The signs are everywhere. It made me wonder how travellers and tourists don't see these things or if maybe they just didn't want to. Maybe they, like a lot of locals just didn't talk about it, but I believe these legends persist for a reason.
Old ladies in windows keep an eye out and if you linger too long to take photos they eye you suspiciously so more than once I smiled sweetly playing the role of tourist and moved on quickly less they burn me at the stake under suspicion of being a witch.
These are the ladies that throw salt over their left shoulder and spit on the ground three times when they hear the name of anything devilish. Or anything they deem to be devilish. These are the ladies with the thick braids of garlic hanging outside like this one I found on a mountainside in Slovenia.
You may laugh, but when one of these ladies is watching you, unsettling is the word that comes to mind. So, I leave them to their old ways, superstitions and beliefs while I saunter off with goosebumps under their watchful gaze.
Sometimes though, they have a sense of humour about it all, like this sign I found in the charming walled Castle of Monteriggioni near Siena, in the Tuscan countryside. Now, this made me laugh and being a black cat owner, I found a little bit adorable.
But old ladies are not the only ones. If you pay attention, gargoyles and guardians are on rooftops everywhere. Protecting the buildings inhabitants and churches full of the faithful coming to worship. Sometimes they are dog-like, like this one above a churches main front entrance in Sopron, Hungary.
Other times, they are majestically lion-like found on the steeples and spires of grand old churches like this one I fell in love with in Stafford, England.
See him there, crouching, watching, protecting all who enter from any evil entity seen or unseen. Blending in well they are always present, day and night, watching over the churches congregation, protecting the faithful and adding a touch of the dramatic to daily life.

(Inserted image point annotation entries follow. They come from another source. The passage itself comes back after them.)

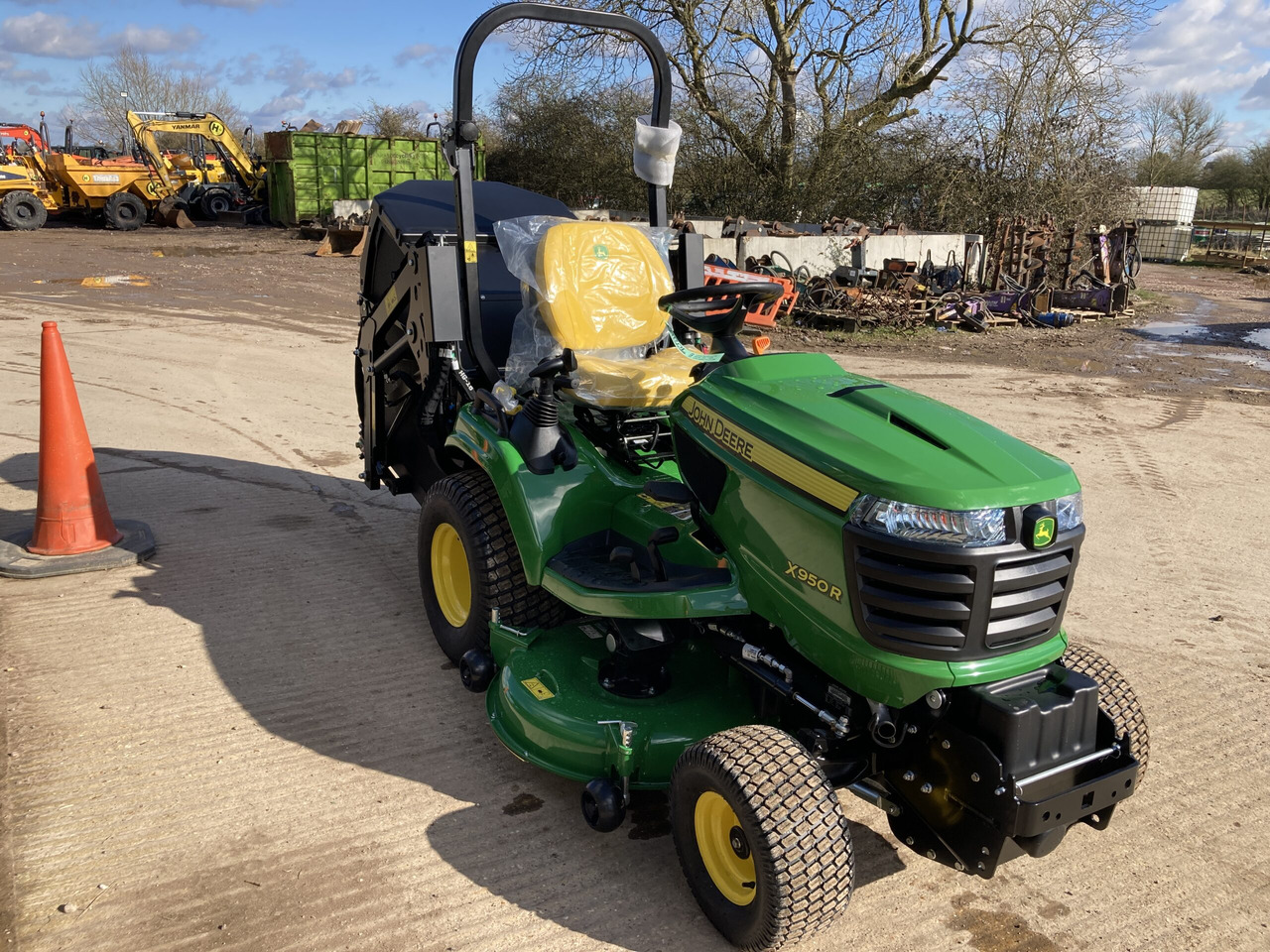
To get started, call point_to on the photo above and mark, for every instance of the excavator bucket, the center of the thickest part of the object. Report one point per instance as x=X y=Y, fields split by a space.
x=343 y=243
x=171 y=213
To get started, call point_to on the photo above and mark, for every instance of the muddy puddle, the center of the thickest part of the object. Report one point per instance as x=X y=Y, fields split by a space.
x=1202 y=333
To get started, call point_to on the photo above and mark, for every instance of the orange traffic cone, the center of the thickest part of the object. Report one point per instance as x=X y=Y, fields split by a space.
x=71 y=516
x=73 y=531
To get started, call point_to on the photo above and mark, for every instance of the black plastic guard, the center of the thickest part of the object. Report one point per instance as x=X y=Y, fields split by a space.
x=1008 y=770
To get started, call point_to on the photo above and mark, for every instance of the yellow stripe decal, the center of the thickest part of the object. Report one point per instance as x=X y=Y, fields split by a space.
x=769 y=458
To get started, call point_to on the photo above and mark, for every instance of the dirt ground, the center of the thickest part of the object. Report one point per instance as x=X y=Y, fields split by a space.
x=253 y=743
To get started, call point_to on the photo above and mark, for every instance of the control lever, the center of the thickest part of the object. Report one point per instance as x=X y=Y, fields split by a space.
x=670 y=492
x=659 y=537
x=625 y=553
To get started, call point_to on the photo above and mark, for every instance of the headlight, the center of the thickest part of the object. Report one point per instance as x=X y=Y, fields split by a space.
x=1069 y=512
x=975 y=527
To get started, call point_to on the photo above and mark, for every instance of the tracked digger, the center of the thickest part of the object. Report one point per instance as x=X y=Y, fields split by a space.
x=37 y=180
x=234 y=182
x=752 y=581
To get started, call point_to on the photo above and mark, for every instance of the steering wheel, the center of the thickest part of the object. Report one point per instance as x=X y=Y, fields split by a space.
x=719 y=309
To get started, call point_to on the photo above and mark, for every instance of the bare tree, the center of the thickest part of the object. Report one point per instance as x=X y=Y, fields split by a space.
x=779 y=80
x=1228 y=175
x=1180 y=132
x=150 y=87
x=395 y=121
x=1153 y=123
x=1046 y=107
x=1196 y=127
x=1259 y=173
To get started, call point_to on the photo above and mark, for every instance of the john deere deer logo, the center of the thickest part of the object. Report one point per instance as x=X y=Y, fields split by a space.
x=1043 y=532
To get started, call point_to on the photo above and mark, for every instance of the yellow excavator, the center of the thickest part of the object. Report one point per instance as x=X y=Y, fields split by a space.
x=36 y=180
x=235 y=180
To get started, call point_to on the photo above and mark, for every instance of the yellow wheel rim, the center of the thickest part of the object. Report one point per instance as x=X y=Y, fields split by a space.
x=724 y=848
x=451 y=579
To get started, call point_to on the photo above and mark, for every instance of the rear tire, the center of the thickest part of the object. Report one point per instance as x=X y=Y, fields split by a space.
x=1115 y=697
x=125 y=212
x=23 y=211
x=761 y=837
x=468 y=565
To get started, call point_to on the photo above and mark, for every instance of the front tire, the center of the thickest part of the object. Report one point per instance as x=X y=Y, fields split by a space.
x=125 y=212
x=23 y=211
x=761 y=837
x=214 y=203
x=1115 y=697
x=468 y=565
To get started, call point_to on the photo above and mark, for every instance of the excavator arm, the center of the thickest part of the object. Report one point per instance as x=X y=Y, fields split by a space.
x=21 y=130
x=212 y=128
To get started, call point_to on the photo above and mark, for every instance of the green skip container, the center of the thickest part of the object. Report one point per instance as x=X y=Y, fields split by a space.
x=309 y=172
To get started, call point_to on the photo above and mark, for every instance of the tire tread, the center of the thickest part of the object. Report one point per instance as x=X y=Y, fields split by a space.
x=1115 y=696
x=808 y=842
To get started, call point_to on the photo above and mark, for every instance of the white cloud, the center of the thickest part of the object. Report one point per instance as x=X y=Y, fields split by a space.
x=427 y=55
x=284 y=107
x=63 y=39
x=1210 y=46
x=9 y=72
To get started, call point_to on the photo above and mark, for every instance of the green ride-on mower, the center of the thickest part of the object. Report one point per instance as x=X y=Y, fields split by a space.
x=749 y=580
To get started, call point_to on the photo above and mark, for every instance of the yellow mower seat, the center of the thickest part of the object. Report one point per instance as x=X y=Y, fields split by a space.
x=599 y=284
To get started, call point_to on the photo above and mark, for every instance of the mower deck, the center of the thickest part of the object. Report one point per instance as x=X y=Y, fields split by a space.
x=549 y=706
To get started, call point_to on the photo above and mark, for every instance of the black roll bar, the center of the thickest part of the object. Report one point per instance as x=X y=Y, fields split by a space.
x=463 y=135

I admit, I loved finding them. My eyes scanning every building, every rooftop and doorway. They are there, in the background, silent sentinels scaring away the things that go bump in the night.

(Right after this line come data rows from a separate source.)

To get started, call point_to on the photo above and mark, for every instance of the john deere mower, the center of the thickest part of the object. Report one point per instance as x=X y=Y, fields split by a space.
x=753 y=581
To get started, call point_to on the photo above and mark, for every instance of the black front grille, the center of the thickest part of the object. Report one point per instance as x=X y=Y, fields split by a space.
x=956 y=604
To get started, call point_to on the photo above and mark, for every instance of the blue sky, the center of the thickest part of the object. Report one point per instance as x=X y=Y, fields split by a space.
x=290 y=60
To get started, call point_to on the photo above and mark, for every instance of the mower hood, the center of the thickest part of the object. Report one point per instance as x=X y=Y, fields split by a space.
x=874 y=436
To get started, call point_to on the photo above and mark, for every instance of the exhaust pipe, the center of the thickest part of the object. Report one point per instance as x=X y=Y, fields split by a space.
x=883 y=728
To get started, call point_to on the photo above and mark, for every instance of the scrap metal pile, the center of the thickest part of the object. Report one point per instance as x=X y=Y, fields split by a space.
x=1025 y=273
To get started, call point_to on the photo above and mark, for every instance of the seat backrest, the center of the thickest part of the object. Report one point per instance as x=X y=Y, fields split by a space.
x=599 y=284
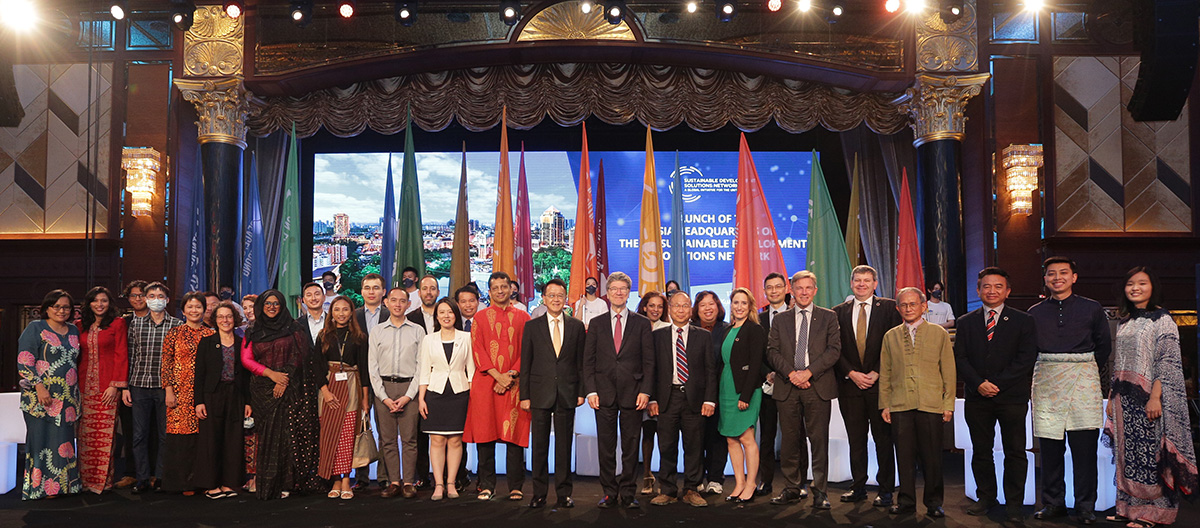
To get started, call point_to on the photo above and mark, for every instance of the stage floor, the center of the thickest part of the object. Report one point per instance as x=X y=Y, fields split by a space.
x=123 y=509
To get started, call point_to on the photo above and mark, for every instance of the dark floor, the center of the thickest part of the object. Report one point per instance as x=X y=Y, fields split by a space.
x=121 y=509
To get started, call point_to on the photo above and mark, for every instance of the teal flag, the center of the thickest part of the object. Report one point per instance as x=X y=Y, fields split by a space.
x=826 y=246
x=411 y=239
x=289 y=279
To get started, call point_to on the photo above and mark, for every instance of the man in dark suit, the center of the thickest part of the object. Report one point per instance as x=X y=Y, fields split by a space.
x=618 y=375
x=803 y=347
x=863 y=321
x=684 y=394
x=995 y=349
x=775 y=286
x=551 y=355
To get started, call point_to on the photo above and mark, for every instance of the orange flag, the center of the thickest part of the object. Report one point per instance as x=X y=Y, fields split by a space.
x=909 y=270
x=502 y=235
x=757 y=251
x=583 y=251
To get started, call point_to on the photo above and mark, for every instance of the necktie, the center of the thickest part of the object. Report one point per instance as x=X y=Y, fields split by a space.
x=802 y=342
x=991 y=324
x=681 y=357
x=861 y=334
x=557 y=337
x=616 y=335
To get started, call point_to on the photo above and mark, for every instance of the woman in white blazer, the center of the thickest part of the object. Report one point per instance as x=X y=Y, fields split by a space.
x=444 y=370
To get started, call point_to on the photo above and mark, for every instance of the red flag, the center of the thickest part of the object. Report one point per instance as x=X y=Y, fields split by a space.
x=757 y=251
x=909 y=270
x=583 y=251
x=601 y=231
x=523 y=251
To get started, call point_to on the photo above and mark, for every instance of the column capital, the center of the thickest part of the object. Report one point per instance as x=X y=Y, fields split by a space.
x=936 y=103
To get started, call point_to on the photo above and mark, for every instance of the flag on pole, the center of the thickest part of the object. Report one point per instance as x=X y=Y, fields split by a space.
x=757 y=251
x=853 y=243
x=523 y=256
x=289 y=279
x=678 y=246
x=460 y=256
x=583 y=252
x=502 y=235
x=826 y=249
x=909 y=269
x=388 y=251
x=601 y=231
x=409 y=234
x=649 y=256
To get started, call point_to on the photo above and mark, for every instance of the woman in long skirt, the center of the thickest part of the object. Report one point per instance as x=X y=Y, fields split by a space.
x=103 y=370
x=343 y=396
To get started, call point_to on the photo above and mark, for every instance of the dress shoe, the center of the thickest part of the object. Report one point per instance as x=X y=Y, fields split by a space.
x=981 y=507
x=853 y=497
x=1050 y=513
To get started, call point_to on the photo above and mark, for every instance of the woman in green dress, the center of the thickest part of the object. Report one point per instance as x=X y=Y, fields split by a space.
x=741 y=391
x=47 y=358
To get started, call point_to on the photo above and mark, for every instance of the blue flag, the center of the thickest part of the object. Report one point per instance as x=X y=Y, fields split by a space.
x=678 y=269
x=388 y=252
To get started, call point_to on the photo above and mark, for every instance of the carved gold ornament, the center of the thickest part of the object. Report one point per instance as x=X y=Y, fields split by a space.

These beliefs are the undercurrent of daily life all throughout towns and cities, from the poorest of poor country farmers through to elegant luxury houses of the rich. The only difference is one has a rusty old horse shoe nailed upside down above his door, while the rich have their guardians carved into the brick and wood of their doorways.
Sometimes, twice, just for good measure like this one found strolling the streets of Bratislava, Slovakia. It's horned figures decorating the doorway and door itself just for good measure.
Shop owners employ them to protect their livelihoods, where you'll find them crouching on ledges over doorways. Protecting patrons with tongue sticking out, I found this little cheeky one above a bookshop.
The one on the other side just looked like a grumpy old man huddled up and miserable.
I will confess, I loved his downturned mouth and found him the perfect accomplice to his guardian friend on the other end. Like a sulky little brother stuck there, not taking his job seriously and not frightening anyone at all.
What wonderful watchers for a bookshop! To me they added a tinge of romance to it all and if it hadn't been shut I could have seen myself whiling away hours in there, enticed in by the feeling of safety my little weathered friends outside provided.
So my darling little travel baggers, remember when you are wandering the streets of Europe to keep an eye out and say thank you to the gargoyles and guardians. I find their presence soothing and although superstition abounds, they ease my heart and add to the romance of discovering new places. They are there, after all, just for us, to watch over us and protect us.